Larval Brain Squashes
1.Pick 3rd instar larvae (4-5 day old in bottles). If applicable, use GFP scope if applicable to find appropriate genotype
2.Dissect larval brains in glass dish in 20% newborn calf serum (optional) and 80% of 0.7% Saline (1.4 g NaCl in 200 mL ddH20).
3.Move brains to a puddle of serum/saline on glass slide. Dissect other tissues away from brains. Put each pair of brains in a small Petri dish containing 1.5 mL of serum/saline [Option: use a six-well tissue culture plate.]
4.Add 6 μl of 0.025 M stock of colchicine for a final concentration of 0.1 mM.
[12 μl if using TC plate.]
5.Incubate for 1.5 hours on benchtop. 30 min. gives minimal mitotic spreads; increasing incubation time increases number of mitotic cells/spread.
6.Remove solution and add 1.5 mL of 0.5% citrate to induce swelling. Put on bench top and soak for 8 minutes. More than this often causes the tissue to “dissolve” and the sister chromatids to separate; too little time doesn’t allow for the chromosomes to “spread” easily for viewing.

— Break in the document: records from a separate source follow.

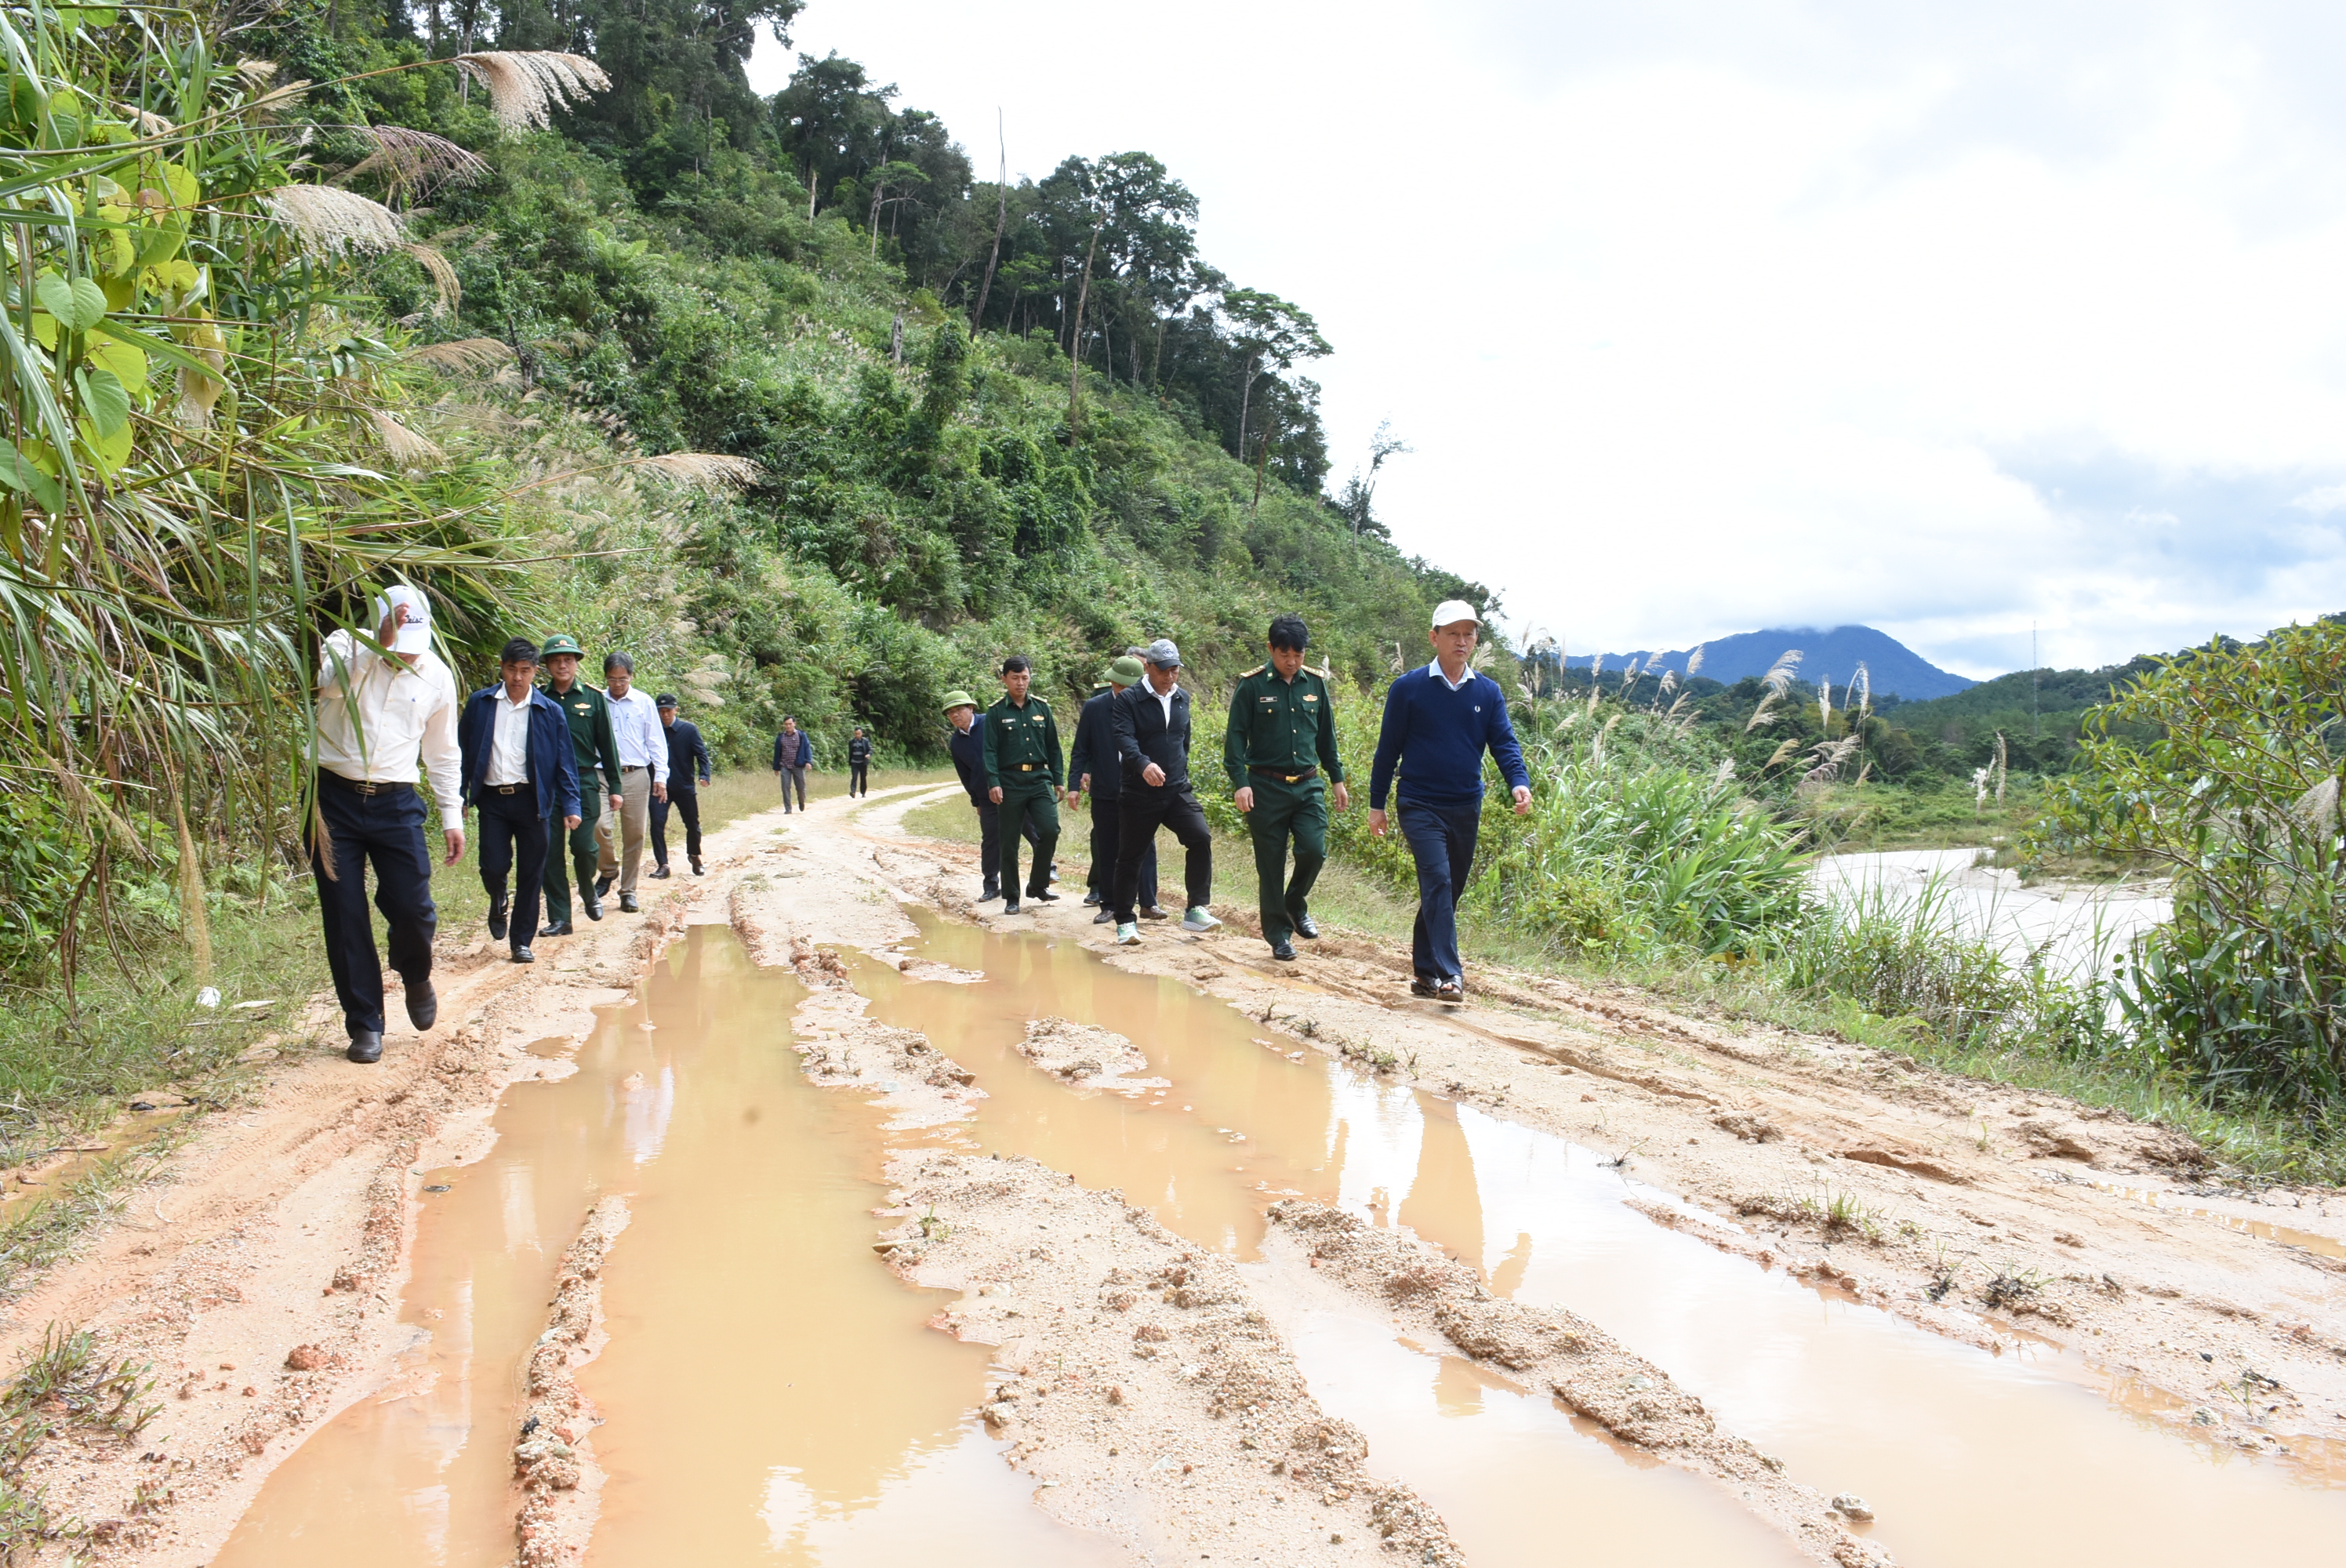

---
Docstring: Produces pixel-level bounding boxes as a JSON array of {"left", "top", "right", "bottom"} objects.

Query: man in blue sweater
[{"left": 1367, "top": 600, "right": 1531, "bottom": 1003}]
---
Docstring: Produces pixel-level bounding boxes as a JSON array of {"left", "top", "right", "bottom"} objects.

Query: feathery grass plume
[
  {"left": 1745, "top": 692, "right": 1779, "bottom": 731},
  {"left": 1803, "top": 734, "right": 1861, "bottom": 785},
  {"left": 1714, "top": 757, "right": 1737, "bottom": 784},
  {"left": 1621, "top": 655, "right": 1640, "bottom": 691},
  {"left": 1994, "top": 731, "right": 2008, "bottom": 804},
  {"left": 1972, "top": 764, "right": 1992, "bottom": 810},
  {"left": 1763, "top": 737, "right": 1802, "bottom": 771},
  {"left": 1762, "top": 648, "right": 1803, "bottom": 699},
  {"left": 1851, "top": 661, "right": 1872, "bottom": 722},
  {"left": 243, "top": 78, "right": 311, "bottom": 120},
  {"left": 234, "top": 58, "right": 278, "bottom": 91},
  {"left": 176, "top": 316, "right": 227, "bottom": 426},
  {"left": 454, "top": 52, "right": 614, "bottom": 132},
  {"left": 402, "top": 241, "right": 460, "bottom": 315},
  {"left": 2293, "top": 775, "right": 2341, "bottom": 827},
  {"left": 114, "top": 103, "right": 172, "bottom": 134},
  {"left": 402, "top": 337, "right": 515, "bottom": 373},
  {"left": 1585, "top": 654, "right": 1603, "bottom": 716},
  {"left": 342, "top": 125, "right": 491, "bottom": 203},
  {"left": 1818, "top": 676, "right": 1832, "bottom": 733},
  {"left": 369, "top": 411, "right": 444, "bottom": 465},
  {"left": 637, "top": 452, "right": 764, "bottom": 492},
  {"left": 1856, "top": 759, "right": 1872, "bottom": 786},
  {"left": 262, "top": 185, "right": 405, "bottom": 256},
  {"left": 1685, "top": 643, "right": 1706, "bottom": 680}
]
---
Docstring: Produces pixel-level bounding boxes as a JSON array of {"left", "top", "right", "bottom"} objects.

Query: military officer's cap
[{"left": 539, "top": 632, "right": 584, "bottom": 657}]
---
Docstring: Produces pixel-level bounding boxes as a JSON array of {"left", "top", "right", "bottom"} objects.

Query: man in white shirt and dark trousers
[
  {"left": 310, "top": 586, "right": 464, "bottom": 1065},
  {"left": 595, "top": 651, "right": 668, "bottom": 913},
  {"left": 457, "top": 641, "right": 583, "bottom": 967}
]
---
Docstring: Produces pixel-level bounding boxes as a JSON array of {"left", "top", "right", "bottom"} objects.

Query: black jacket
[
  {"left": 947, "top": 718, "right": 989, "bottom": 804},
  {"left": 662, "top": 717, "right": 711, "bottom": 790},
  {"left": 1068, "top": 688, "right": 1126, "bottom": 800},
  {"left": 1110, "top": 681, "right": 1194, "bottom": 794},
  {"left": 848, "top": 735, "right": 874, "bottom": 765}
]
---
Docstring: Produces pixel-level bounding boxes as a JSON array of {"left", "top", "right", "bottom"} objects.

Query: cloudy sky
[{"left": 751, "top": 2, "right": 2346, "bottom": 677}]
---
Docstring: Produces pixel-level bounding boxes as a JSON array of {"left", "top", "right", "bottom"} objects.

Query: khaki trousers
[{"left": 597, "top": 767, "right": 653, "bottom": 894}]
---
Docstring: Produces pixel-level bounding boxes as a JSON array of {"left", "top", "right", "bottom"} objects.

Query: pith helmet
[
  {"left": 939, "top": 689, "right": 977, "bottom": 712},
  {"left": 539, "top": 632, "right": 584, "bottom": 657}
]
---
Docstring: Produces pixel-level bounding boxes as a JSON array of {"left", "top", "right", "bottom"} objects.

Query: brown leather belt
[{"left": 1251, "top": 765, "right": 1319, "bottom": 783}]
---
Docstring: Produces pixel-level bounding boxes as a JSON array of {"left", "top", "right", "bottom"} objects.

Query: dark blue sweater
[{"left": 1367, "top": 665, "right": 1530, "bottom": 809}]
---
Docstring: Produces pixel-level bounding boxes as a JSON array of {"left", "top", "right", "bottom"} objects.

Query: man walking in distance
[
  {"left": 1109, "top": 639, "right": 1218, "bottom": 945},
  {"left": 946, "top": 690, "right": 1044, "bottom": 902},
  {"left": 1227, "top": 614, "right": 1349, "bottom": 961},
  {"left": 1068, "top": 654, "right": 1158, "bottom": 924},
  {"left": 981, "top": 656, "right": 1063, "bottom": 915},
  {"left": 1368, "top": 600, "right": 1531, "bottom": 1004},
  {"left": 457, "top": 641, "right": 581, "bottom": 965},
  {"left": 310, "top": 585, "right": 463, "bottom": 1065},
  {"left": 650, "top": 694, "right": 711, "bottom": 877},
  {"left": 773, "top": 717, "right": 812, "bottom": 811},
  {"left": 594, "top": 652, "right": 666, "bottom": 913},
  {"left": 847, "top": 726, "right": 873, "bottom": 797},
  {"left": 537, "top": 633, "right": 622, "bottom": 937}
]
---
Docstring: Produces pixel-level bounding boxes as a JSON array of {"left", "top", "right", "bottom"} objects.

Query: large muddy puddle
[
  {"left": 216, "top": 927, "right": 1115, "bottom": 1567},
  {"left": 218, "top": 907, "right": 2346, "bottom": 1566}
]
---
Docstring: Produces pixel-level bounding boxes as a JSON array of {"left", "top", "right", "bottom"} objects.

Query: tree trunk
[
  {"left": 1252, "top": 426, "right": 1271, "bottom": 515},
  {"left": 892, "top": 308, "right": 904, "bottom": 364},
  {"left": 1236, "top": 356, "right": 1257, "bottom": 459},
  {"left": 1066, "top": 221, "right": 1102, "bottom": 423},
  {"left": 972, "top": 111, "right": 1008, "bottom": 329}
]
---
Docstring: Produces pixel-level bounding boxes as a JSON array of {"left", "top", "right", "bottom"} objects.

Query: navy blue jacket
[
  {"left": 948, "top": 717, "right": 990, "bottom": 804},
  {"left": 1368, "top": 665, "right": 1530, "bottom": 809},
  {"left": 458, "top": 685, "right": 583, "bottom": 822},
  {"left": 772, "top": 728, "right": 812, "bottom": 768},
  {"left": 1068, "top": 687, "right": 1128, "bottom": 800},
  {"left": 663, "top": 717, "right": 712, "bottom": 789},
  {"left": 1110, "top": 681, "right": 1194, "bottom": 794}
]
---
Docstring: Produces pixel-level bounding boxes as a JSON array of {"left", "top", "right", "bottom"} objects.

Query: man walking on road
[
  {"left": 457, "top": 640, "right": 581, "bottom": 966},
  {"left": 651, "top": 694, "right": 711, "bottom": 877},
  {"left": 773, "top": 717, "right": 812, "bottom": 811},
  {"left": 1109, "top": 638, "right": 1218, "bottom": 946},
  {"left": 596, "top": 652, "right": 666, "bottom": 913},
  {"left": 1227, "top": 614, "right": 1349, "bottom": 961},
  {"left": 946, "top": 691, "right": 1045, "bottom": 903},
  {"left": 982, "top": 656, "right": 1064, "bottom": 915},
  {"left": 537, "top": 633, "right": 622, "bottom": 937},
  {"left": 1070, "top": 655, "right": 1159, "bottom": 924},
  {"left": 310, "top": 585, "right": 463, "bottom": 1065},
  {"left": 847, "top": 726, "right": 873, "bottom": 797},
  {"left": 1368, "top": 600, "right": 1531, "bottom": 1004}
]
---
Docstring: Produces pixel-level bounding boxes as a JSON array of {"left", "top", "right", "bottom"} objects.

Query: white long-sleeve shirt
[
  {"left": 314, "top": 629, "right": 462, "bottom": 818},
  {"left": 603, "top": 687, "right": 670, "bottom": 784}
]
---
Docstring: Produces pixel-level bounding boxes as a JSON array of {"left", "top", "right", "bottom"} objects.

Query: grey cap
[{"left": 1146, "top": 637, "right": 1182, "bottom": 668}]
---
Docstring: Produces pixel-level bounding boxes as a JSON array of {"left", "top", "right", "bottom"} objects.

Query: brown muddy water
[
  {"left": 864, "top": 912, "right": 2346, "bottom": 1568},
  {"left": 214, "top": 925, "right": 1117, "bottom": 1568},
  {"left": 214, "top": 909, "right": 2346, "bottom": 1567}
]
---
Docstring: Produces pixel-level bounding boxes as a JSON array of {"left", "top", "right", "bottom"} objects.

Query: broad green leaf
[
  {"left": 135, "top": 217, "right": 184, "bottom": 267},
  {"left": 88, "top": 335, "right": 145, "bottom": 394},
  {"left": 97, "top": 225, "right": 136, "bottom": 278},
  {"left": 33, "top": 274, "right": 74, "bottom": 323},
  {"left": 162, "top": 162, "right": 199, "bottom": 208},
  {"left": 6, "top": 78, "right": 38, "bottom": 130},
  {"left": 100, "top": 272, "right": 134, "bottom": 312},
  {"left": 78, "top": 367, "right": 130, "bottom": 437},
  {"left": 76, "top": 412, "right": 132, "bottom": 474},
  {"left": 0, "top": 447, "right": 63, "bottom": 513},
  {"left": 65, "top": 277, "right": 106, "bottom": 331},
  {"left": 28, "top": 311, "right": 56, "bottom": 350}
]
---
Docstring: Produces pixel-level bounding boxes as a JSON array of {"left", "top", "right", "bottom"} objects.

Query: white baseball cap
[
  {"left": 372, "top": 584, "right": 434, "bottom": 654},
  {"left": 1430, "top": 599, "right": 1481, "bottom": 630}
]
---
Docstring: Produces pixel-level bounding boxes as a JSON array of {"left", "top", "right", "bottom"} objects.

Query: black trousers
[
  {"left": 1113, "top": 785, "right": 1211, "bottom": 923},
  {"left": 1087, "top": 794, "right": 1157, "bottom": 907},
  {"left": 973, "top": 797, "right": 1047, "bottom": 894},
  {"left": 652, "top": 786, "right": 702, "bottom": 866},
  {"left": 849, "top": 761, "right": 870, "bottom": 795},
  {"left": 310, "top": 773, "right": 436, "bottom": 1037},
  {"left": 475, "top": 787, "right": 548, "bottom": 949}
]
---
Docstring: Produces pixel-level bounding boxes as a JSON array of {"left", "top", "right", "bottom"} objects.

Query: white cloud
[{"left": 753, "top": 2, "right": 2346, "bottom": 674}]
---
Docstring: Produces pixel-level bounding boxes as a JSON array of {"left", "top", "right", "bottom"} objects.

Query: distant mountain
[{"left": 1564, "top": 626, "right": 1979, "bottom": 702}]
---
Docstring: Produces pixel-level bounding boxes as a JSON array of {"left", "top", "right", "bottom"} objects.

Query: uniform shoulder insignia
[
  {"left": 1310, "top": 664, "right": 1334, "bottom": 680},
  {"left": 1240, "top": 664, "right": 1266, "bottom": 677}
]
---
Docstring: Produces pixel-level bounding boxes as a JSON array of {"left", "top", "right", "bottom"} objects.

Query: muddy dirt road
[{"left": 8, "top": 783, "right": 2344, "bottom": 1565}]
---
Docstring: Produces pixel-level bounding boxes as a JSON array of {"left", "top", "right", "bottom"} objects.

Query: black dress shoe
[
  {"left": 487, "top": 894, "right": 509, "bottom": 942},
  {"left": 1092, "top": 909, "right": 1114, "bottom": 924},
  {"left": 619, "top": 892, "right": 640, "bottom": 913},
  {"left": 1138, "top": 906, "right": 1168, "bottom": 921},
  {"left": 347, "top": 1029, "right": 383, "bottom": 1065},
  {"left": 690, "top": 856, "right": 705, "bottom": 876},
  {"left": 650, "top": 864, "right": 672, "bottom": 880},
  {"left": 1270, "top": 940, "right": 1297, "bottom": 962},
  {"left": 406, "top": 979, "right": 438, "bottom": 1031},
  {"left": 1295, "top": 914, "right": 1320, "bottom": 940},
  {"left": 1033, "top": 889, "right": 1061, "bottom": 902},
  {"left": 1003, "top": 900, "right": 1022, "bottom": 915},
  {"left": 1081, "top": 891, "right": 1101, "bottom": 906},
  {"left": 979, "top": 886, "right": 1001, "bottom": 902},
  {"left": 595, "top": 873, "right": 615, "bottom": 898},
  {"left": 539, "top": 920, "right": 573, "bottom": 938},
  {"left": 510, "top": 946, "right": 536, "bottom": 964},
  {"left": 583, "top": 891, "right": 604, "bottom": 920}
]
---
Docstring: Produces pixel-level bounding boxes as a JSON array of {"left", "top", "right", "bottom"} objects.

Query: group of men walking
[
  {"left": 308, "top": 589, "right": 713, "bottom": 1065},
  {"left": 947, "top": 599, "right": 1529, "bottom": 1002}
]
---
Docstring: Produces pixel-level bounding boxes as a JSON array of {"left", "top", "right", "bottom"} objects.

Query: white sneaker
[
  {"left": 1180, "top": 906, "right": 1220, "bottom": 933},
  {"left": 1115, "top": 922, "right": 1140, "bottom": 946}
]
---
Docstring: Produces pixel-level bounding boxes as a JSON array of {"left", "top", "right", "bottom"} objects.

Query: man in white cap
[
  {"left": 310, "top": 584, "right": 464, "bottom": 1064},
  {"left": 1367, "top": 599, "right": 1531, "bottom": 1004}
]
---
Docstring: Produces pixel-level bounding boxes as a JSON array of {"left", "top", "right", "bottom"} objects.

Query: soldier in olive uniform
[
  {"left": 537, "top": 633, "right": 624, "bottom": 935},
  {"left": 982, "top": 655, "right": 1065, "bottom": 915},
  {"left": 1226, "top": 614, "right": 1349, "bottom": 961}
]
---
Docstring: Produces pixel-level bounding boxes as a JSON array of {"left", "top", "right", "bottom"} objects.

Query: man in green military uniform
[
  {"left": 982, "top": 654, "right": 1064, "bottom": 916},
  {"left": 1226, "top": 613, "right": 1349, "bottom": 961},
  {"left": 537, "top": 633, "right": 624, "bottom": 935}
]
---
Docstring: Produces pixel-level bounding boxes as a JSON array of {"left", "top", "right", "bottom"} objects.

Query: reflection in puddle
[
  {"left": 2086, "top": 1178, "right": 2346, "bottom": 1260},
  {"left": 869, "top": 911, "right": 2346, "bottom": 1568},
  {"left": 218, "top": 927, "right": 1114, "bottom": 1568}
]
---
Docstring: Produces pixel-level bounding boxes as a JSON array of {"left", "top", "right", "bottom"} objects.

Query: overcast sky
[{"left": 750, "top": 2, "right": 2346, "bottom": 677}]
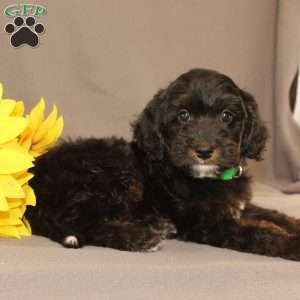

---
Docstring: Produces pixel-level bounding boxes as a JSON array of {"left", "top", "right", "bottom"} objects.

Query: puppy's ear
[
  {"left": 240, "top": 90, "right": 269, "bottom": 161},
  {"left": 131, "top": 89, "right": 166, "bottom": 161}
]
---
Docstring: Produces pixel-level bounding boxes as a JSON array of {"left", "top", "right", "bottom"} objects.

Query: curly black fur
[{"left": 26, "top": 69, "right": 300, "bottom": 260}]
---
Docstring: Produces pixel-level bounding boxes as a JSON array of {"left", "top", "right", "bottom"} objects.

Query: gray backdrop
[{"left": 0, "top": 0, "right": 278, "bottom": 185}]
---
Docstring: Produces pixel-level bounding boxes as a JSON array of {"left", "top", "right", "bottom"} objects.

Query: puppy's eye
[
  {"left": 221, "top": 110, "right": 234, "bottom": 123},
  {"left": 178, "top": 109, "right": 190, "bottom": 122}
]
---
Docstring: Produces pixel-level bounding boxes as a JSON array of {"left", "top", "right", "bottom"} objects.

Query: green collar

7.Fix by using foreceps and dipping individual brains in a solution of acetic acid, methanol, and ddH20 (5.5:5.5:1) for 10-20 seconds.
~1 mL = 450 μl acetic acid, 450 μl methanol, 82 μlddH20
8.Transfer each to a corner of a large 22x40 mm coverslip. Put one pair in each corner, for a total of 4 brains on each large coverslip. Be sure to mark which side has the brain squashes
9.Put 2μlof 45% acetic acid on each brain. Let sit for ~2 min.
10.Put small 22 x 22 mm siliconized microscope coverslip on top. Squash with thumbs against bench top. Put a glass slide under the two coverslips for support and to avoid shattering the coverslips.
11.Lay the entire slide with “coverslip” sandwich on block of dry ice to freeze for 10-15 minutes. Small coverslip should easily pop off of the larger coverslip, with brain squashes stuck to the larger coverslip.
12.Soak large coverslip with squashes in 95% EtOH at -20oC to dehydrate. Air dry coverslip and store at 4oC if desired.
1.Rehydrate in 2X SSC for five minutes. Use the standing jar made for slides and soak in ~30 mL.
2.Stain with 0.1 ug/mL DAPI for five minutes:
3 μl working stock of DAPI in 30 mL of 2X SSC
3.Rinse ~5 seconds in fresh 2X SSC. Air dry in vertical position.
4.Mount large coverslip on a clean glass slide with Fluoromount G (one small drop per slide) and seal with clear nail polish. It is important to reduce the amount of volume between the slide and the large coverslip.
5.Slides can be stored at 4oC in dark or viewed immediately. Use 40X to find squashes, which will look like blue dust under epifluorescence. Use 100X oil immersion lens to look at individual nuclei.